This discussion has been locked.
You can no longer post new replies to this discussion. If you have a question you can start a new discussion

Measuring Cortex-M4 instruction clock cycle counts

I'm trying to find a reliable method for measuring instruction clock cycles on the STM32F429 MCU that incorporates a Cortex-M4 processor. Part of the challenge is that although the core CPU has no cache, ST added their own proprietary ART Accelerator between the flash memory and the CPU. It provides an instruction cache of 1024 bytes and an instruction prefetch that allow the CPU to run at 180 MHz with 0 wait states, even though there is a 5 clock wait state to reload a cache line from flash.

My main program is written in C. It calls an assembly language function that contains the code I'm trying to time. I'm using the DWT cycle counter that is driven directly by the CPU clock. To eliminate the effect of the cache, I'm using the following approach that repeats the execution until the cycle count is stable. I do this twice - (1) to account for the overhead cycles required to read the DWT counter and for the cycles required to simply call and return from a function containing only a BX LR, and (2) to measure the cycle count of the code within TargetFunction (not counting the BL or BX LR instructions that do the call and return).

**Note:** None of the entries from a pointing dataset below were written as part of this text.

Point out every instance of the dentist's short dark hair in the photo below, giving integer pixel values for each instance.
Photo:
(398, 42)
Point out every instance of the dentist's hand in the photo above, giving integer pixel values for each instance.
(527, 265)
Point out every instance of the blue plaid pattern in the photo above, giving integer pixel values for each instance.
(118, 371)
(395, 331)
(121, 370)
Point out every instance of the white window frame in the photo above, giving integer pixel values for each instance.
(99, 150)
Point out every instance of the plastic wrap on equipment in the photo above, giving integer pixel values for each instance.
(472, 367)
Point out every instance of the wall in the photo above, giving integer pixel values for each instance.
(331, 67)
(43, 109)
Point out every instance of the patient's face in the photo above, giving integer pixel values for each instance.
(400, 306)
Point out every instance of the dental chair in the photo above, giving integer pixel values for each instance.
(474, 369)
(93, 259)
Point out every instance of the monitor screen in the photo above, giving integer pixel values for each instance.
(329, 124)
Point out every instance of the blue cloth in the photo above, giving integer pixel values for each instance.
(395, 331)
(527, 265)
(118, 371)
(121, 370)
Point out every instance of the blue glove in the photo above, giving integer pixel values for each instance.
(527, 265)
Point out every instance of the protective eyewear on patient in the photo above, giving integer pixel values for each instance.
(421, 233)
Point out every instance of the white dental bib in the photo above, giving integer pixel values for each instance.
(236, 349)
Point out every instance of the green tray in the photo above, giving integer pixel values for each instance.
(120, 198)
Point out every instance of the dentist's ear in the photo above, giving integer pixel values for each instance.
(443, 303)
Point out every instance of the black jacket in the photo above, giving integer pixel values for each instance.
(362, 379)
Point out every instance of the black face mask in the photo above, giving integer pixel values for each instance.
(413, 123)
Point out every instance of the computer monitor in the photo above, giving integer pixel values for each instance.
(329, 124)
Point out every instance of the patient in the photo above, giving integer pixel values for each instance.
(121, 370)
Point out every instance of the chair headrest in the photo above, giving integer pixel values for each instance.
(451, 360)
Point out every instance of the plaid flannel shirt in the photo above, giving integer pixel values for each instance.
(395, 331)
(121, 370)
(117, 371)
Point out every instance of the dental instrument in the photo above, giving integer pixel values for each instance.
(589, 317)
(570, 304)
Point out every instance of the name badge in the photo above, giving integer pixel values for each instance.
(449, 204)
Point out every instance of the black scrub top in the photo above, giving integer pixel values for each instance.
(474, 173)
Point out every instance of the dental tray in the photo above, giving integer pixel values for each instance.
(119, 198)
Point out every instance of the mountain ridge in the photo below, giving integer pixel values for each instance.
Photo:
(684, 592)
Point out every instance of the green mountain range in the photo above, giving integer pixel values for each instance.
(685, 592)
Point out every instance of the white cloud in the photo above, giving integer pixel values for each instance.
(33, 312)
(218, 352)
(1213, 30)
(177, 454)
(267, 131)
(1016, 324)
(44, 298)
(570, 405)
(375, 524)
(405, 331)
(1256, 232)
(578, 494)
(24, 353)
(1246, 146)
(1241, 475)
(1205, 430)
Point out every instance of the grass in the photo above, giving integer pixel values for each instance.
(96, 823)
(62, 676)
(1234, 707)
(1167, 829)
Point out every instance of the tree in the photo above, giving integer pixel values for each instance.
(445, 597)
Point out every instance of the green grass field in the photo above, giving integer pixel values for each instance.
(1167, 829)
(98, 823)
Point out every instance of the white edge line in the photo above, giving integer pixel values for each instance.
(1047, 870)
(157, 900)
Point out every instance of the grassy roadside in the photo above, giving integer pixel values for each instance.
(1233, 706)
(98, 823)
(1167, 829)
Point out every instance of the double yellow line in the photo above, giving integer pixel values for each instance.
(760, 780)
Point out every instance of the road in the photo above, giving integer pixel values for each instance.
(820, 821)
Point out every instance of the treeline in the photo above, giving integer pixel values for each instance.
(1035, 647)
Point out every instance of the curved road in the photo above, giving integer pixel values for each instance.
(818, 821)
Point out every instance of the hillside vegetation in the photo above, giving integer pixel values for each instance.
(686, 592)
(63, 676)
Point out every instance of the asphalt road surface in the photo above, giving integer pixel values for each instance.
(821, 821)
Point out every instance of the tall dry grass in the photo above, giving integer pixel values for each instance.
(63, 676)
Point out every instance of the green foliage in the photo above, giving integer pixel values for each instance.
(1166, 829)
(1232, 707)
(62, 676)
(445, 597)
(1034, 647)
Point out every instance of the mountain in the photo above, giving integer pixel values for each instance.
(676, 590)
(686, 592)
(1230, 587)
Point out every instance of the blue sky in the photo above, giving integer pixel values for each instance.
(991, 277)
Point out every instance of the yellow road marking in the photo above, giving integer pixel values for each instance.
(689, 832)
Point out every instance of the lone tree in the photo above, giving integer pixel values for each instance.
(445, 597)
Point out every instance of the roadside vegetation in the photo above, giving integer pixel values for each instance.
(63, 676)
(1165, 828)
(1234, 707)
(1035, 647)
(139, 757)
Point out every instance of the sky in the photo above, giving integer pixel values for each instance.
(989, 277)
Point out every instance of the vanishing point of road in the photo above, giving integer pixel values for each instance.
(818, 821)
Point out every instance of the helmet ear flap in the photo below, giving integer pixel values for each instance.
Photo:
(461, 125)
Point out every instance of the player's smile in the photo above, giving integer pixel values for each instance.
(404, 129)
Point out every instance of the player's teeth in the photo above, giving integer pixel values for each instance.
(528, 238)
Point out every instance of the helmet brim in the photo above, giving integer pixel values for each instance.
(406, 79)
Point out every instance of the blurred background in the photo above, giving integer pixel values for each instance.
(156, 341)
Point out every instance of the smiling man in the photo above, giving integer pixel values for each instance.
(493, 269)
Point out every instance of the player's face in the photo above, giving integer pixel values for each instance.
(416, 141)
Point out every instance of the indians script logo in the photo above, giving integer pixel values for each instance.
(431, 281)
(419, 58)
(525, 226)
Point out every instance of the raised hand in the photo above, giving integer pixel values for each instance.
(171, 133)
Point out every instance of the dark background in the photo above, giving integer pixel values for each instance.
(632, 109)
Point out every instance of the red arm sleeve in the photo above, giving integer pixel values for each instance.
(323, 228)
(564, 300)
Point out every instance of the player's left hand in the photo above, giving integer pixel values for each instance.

// Measure overhead cycles
overhead = 0 ;
do
    {  
    save = overhead ;
    start = ReadDWTCounter() ; 
    DummyFunction() ; // <------ This function contains nothing but a BX LR instruction
    stop = ReadDWTCounter() ;
    overhead = stop - start ;
    } while (overhead != save) ;

// Measure function cycles
difference = 0 ;
do
    {
    save = difference ;
    start = ReadDWTCounter() ;
    TargetFunction() ; // <--------- This is the function containing the code I want to measure
    stop = ReadDWTCounter() ;
    difference = stop - start ;
    } while (difference != save) ;

// Remove overhead cycles
cycles = difference - overhead ;

As expected, the loops each run for only two iterations, where the first iteration loads the code into cache and the second executes from cache with zero wait states. This seems to give very good and repeatable results, except that the final value of cycles is one greater than I would expect.

For example, if the code I'm timing is a single 16-bit ADD instructions (inside TargetFunction), the measured cycle count should be 1 clock cycle, but I get 2. If I try to time two 16-bit ADD instructions, the measured cycle count should be 2 clock cycles, but I get 3, and so on.

Can anyone explain the extra cycle?

Thanks!
Dan

Parents
  • Given that the CPU is pipelined, when we expect the CPU to consume one cycle per instruction, we are looking at the throughput of the pipeline, and not the individual latency of an instruction. The throughput is sensitive to fetch and load/store delays, data hazards, branches, variable-delay instructions. The DWT framework seems to support measuring a few of such properties, in addition to the plain # of cycles.

    Let r10 contain the address of the counter.

    Run (possibly multiple iterations as performed in your original code)

        LDR r0, [r10]

        ADD r1, r1, r2

        LDR r3, [r10]

    Then, diff0 = r3-r0 would provide us with a base-line cycle count on this device.

    Now run,

        LDR r0, [r10]

        ADD r1, r1, r2

        ADD r3, r3, r4

        LDR r5, [r10]

    Then, diff1 = r5-r0, where diff1 is expected to be 1 larger than diff0, since the extra add instruction does not disrupt the flow of the pipeline. Subsequent insertion, of more add instructions which do not cause stalling hazards with their predecessors or successors (and which are not interrupted by async. behaviour like exceptions or interrupts), should continue to increment the difference by 1.

    One can work forward from here to arrive at a stable configuration which makes sense and which can be ported to C.

Reply
  • Given that the CPU is pipelined, when we expect the CPU to consume one cycle per instruction, we are looking at the throughput of the pipeline, and not the individual latency of an instruction. The throughput is sensitive to fetch and load/store delays, data hazards, branches, variable-delay instructions. The DWT framework seems to support measuring a few of such properties, in addition to the plain # of cycles.

    Let r10 contain the address of the counter.

    Run (possibly multiple iterations as performed in your original code)

        LDR r0, [r10]

        ADD r1, r1, r2

        LDR r3, [r10]

    Then, diff0 = r3-r0 would provide us with a base-line cycle count on this device.

    Now run,

        LDR r0, [r10]

        ADD r1, r1, r2

        ADD r3, r3, r4

        LDR r5, [r10]

    Then, diff1 = r5-r0, where diff1 is expected to be 1 larger than diff0, since the extra add instruction does not disrupt the flow of the pipeline. Subsequent insertion, of more add instructions which do not cause stalling hazards with their predecessors or successors (and which are not interrupted by async. behaviour like exceptions or interrupts), should continue to increment the difference by 1.

    One can work forward from here to arrive at a stable configuration which makes sense and which can be ported to C.

Children
  • I totally agree, except that the assembly language must be implemented as a function called from a C main program. The resulting function call and return obviously disrupt the pipeline and require instruction fetch from different regions of memory than the function being measured. I believe there is something about how this affects the cycle counts that I have yet to understand.